- Elizabeth Lake Location within the state of Michigan
- Coordinates: 42°38′14″N 83°23′18″W﻿ / ﻿42.63722°N 83.38833°W
- Country: United States
- State: Michigan
- County: Oakland
- Township: Waterford
- Settled: 1834
- Time zone: UTC-5 (EST)
- • Summer (DST): UTC-4 (EDT)
- ZIP codes(s): 48328 (Waterford)
- Area code: 248
- FIPS code: 26-84240
- GNIS feature ID: 1627218

= Elizabeth Lake, Michigan =

Elizabeth Lake is an unincorporated community in Oakland County in the U.S. state of Michigan. The community is located within Waterford Township. As an unincorporated community, Elizabeth Lake has no legally defined area or population statistics of its own, and it uses the Waterford 48328 ZIP Code.

==Post office==
In 1834, the first post office was established in Waterford Township on the north shore of Elizabeth Lake. It was named Lake Elizabeth Post Office.

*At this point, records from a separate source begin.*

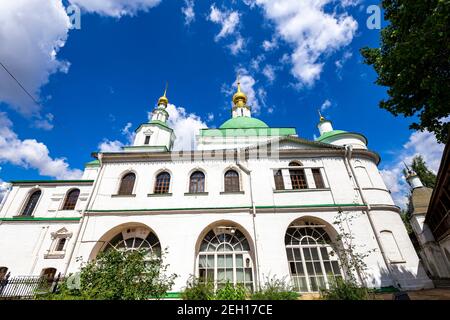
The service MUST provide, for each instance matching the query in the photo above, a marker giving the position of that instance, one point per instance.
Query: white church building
(250, 202)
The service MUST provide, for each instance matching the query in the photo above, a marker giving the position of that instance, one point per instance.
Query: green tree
(427, 176)
(118, 275)
(413, 62)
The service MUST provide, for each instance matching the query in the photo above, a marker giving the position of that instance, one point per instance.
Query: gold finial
(239, 98)
(320, 116)
(163, 100)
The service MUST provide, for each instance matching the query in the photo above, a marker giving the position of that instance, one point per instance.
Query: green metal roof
(93, 163)
(50, 181)
(155, 122)
(248, 132)
(333, 133)
(243, 123)
(330, 134)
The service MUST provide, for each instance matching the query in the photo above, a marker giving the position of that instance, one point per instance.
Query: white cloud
(228, 20)
(188, 11)
(255, 96)
(110, 146)
(340, 63)
(127, 133)
(237, 46)
(185, 126)
(255, 63)
(31, 34)
(115, 145)
(325, 105)
(311, 31)
(116, 8)
(3, 188)
(269, 45)
(269, 72)
(30, 153)
(419, 143)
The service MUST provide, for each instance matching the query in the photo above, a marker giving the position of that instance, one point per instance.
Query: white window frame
(52, 253)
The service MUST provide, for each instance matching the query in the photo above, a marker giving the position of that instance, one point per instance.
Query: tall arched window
(225, 256)
(197, 182)
(3, 273)
(71, 199)
(48, 274)
(29, 207)
(136, 238)
(279, 183)
(362, 175)
(162, 183)
(127, 184)
(232, 181)
(298, 177)
(390, 246)
(312, 259)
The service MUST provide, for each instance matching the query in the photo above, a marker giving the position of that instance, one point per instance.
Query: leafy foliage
(118, 275)
(198, 290)
(413, 62)
(341, 289)
(427, 177)
(231, 292)
(352, 262)
(275, 289)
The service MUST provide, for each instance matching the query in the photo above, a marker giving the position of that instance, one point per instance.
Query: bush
(231, 292)
(197, 290)
(275, 289)
(118, 275)
(345, 290)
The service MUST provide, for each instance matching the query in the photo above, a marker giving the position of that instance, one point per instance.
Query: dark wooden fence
(27, 287)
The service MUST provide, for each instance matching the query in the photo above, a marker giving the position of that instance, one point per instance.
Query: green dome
(330, 134)
(243, 123)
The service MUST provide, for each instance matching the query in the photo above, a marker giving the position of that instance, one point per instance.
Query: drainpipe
(8, 190)
(83, 214)
(249, 173)
(347, 158)
(39, 247)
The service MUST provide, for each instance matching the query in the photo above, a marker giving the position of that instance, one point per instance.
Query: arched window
(390, 246)
(136, 238)
(231, 181)
(225, 256)
(29, 207)
(298, 178)
(279, 183)
(363, 177)
(3, 273)
(318, 179)
(313, 262)
(197, 182)
(127, 184)
(60, 245)
(162, 183)
(48, 274)
(71, 199)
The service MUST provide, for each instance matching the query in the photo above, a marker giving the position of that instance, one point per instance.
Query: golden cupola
(163, 100)
(239, 98)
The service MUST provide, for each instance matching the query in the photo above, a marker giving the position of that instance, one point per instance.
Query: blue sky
(105, 77)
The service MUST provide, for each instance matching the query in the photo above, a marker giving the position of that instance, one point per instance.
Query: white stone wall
(180, 230)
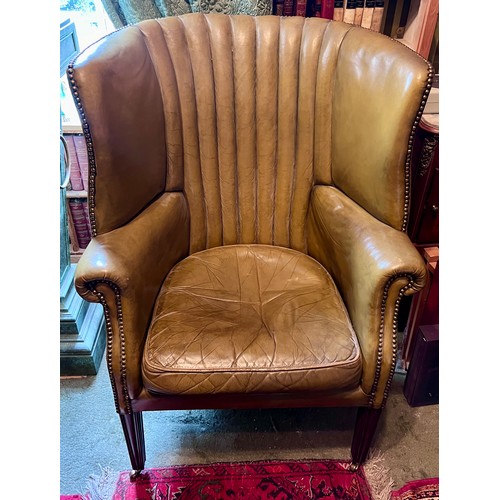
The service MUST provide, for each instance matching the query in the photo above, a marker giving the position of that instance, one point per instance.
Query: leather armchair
(248, 198)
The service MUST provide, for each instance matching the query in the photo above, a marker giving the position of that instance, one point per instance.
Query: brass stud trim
(380, 345)
(109, 341)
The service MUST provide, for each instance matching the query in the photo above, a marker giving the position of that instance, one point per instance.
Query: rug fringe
(378, 477)
(101, 486)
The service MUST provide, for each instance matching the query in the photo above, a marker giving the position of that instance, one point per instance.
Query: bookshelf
(412, 22)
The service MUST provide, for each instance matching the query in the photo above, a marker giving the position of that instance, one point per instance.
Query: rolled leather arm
(124, 270)
(373, 265)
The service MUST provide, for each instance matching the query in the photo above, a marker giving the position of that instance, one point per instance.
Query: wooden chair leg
(134, 436)
(364, 430)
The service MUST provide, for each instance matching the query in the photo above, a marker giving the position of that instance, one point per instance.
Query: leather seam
(216, 131)
(202, 183)
(235, 138)
(351, 363)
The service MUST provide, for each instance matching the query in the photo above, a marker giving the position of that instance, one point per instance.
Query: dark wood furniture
(422, 380)
(421, 336)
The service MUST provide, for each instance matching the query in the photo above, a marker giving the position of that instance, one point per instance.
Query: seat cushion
(250, 319)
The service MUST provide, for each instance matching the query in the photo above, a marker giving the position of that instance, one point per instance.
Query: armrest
(372, 137)
(124, 270)
(373, 265)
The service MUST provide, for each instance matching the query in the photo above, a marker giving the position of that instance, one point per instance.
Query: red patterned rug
(284, 480)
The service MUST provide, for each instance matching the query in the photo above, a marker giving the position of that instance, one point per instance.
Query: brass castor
(135, 474)
(353, 467)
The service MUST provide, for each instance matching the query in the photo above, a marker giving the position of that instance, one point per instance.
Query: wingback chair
(248, 198)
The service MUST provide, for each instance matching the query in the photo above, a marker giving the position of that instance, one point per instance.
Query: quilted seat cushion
(249, 319)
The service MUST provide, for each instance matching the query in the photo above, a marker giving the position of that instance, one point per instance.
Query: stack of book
(366, 13)
(76, 194)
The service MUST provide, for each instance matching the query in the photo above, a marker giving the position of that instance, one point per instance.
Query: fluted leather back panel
(244, 115)
(254, 101)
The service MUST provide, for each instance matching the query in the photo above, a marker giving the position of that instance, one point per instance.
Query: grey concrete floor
(91, 436)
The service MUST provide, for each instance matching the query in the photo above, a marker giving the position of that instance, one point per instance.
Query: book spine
(83, 159)
(317, 8)
(327, 9)
(403, 19)
(349, 11)
(288, 7)
(300, 8)
(366, 20)
(80, 221)
(338, 10)
(75, 178)
(378, 13)
(358, 13)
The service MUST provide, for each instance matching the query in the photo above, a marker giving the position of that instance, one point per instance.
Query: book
(349, 11)
(300, 8)
(317, 9)
(288, 7)
(403, 19)
(421, 26)
(278, 7)
(83, 159)
(79, 216)
(358, 12)
(338, 10)
(366, 20)
(327, 9)
(75, 178)
(378, 13)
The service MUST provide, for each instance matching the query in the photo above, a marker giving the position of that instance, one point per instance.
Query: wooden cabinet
(421, 334)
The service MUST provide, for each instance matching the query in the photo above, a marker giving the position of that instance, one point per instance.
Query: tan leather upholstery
(250, 318)
(249, 193)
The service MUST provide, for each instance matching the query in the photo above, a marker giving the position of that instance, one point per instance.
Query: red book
(338, 10)
(300, 8)
(327, 9)
(288, 7)
(80, 221)
(83, 159)
(278, 7)
(318, 8)
(75, 177)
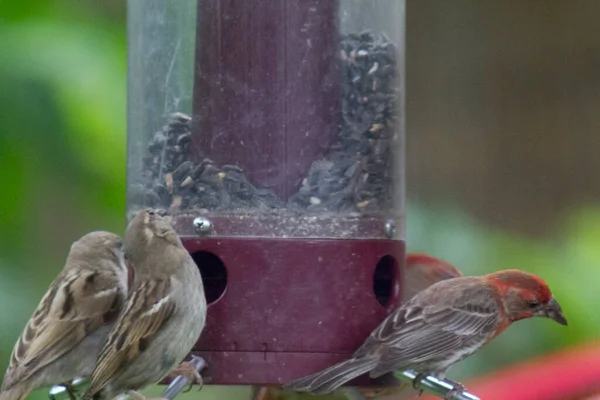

Its first postmaster was an American Revolutionary War veteran named William Terry (b.1760-d.1840), who came to Michigan in 1824.

The post office was closed in 1841.

==Namesake==
Elizabeth Lake was named for the nearby lake, which was named for Elizabeth Cass, the wife of Territorial Governor of Michigan Lewis Cass.

==Lake==
The body of water named Elizabeth Lake is located south of Elizabeth Lake Road, north of Cass–Elizabeth Road, east of Cooley Lake Road, and west of Cass Lake Road. The sand-bottom lake is 363 acre, making it the 13th largest lake in Oakland County, Michigan. At its deepest point, the lake is 72 ft deep.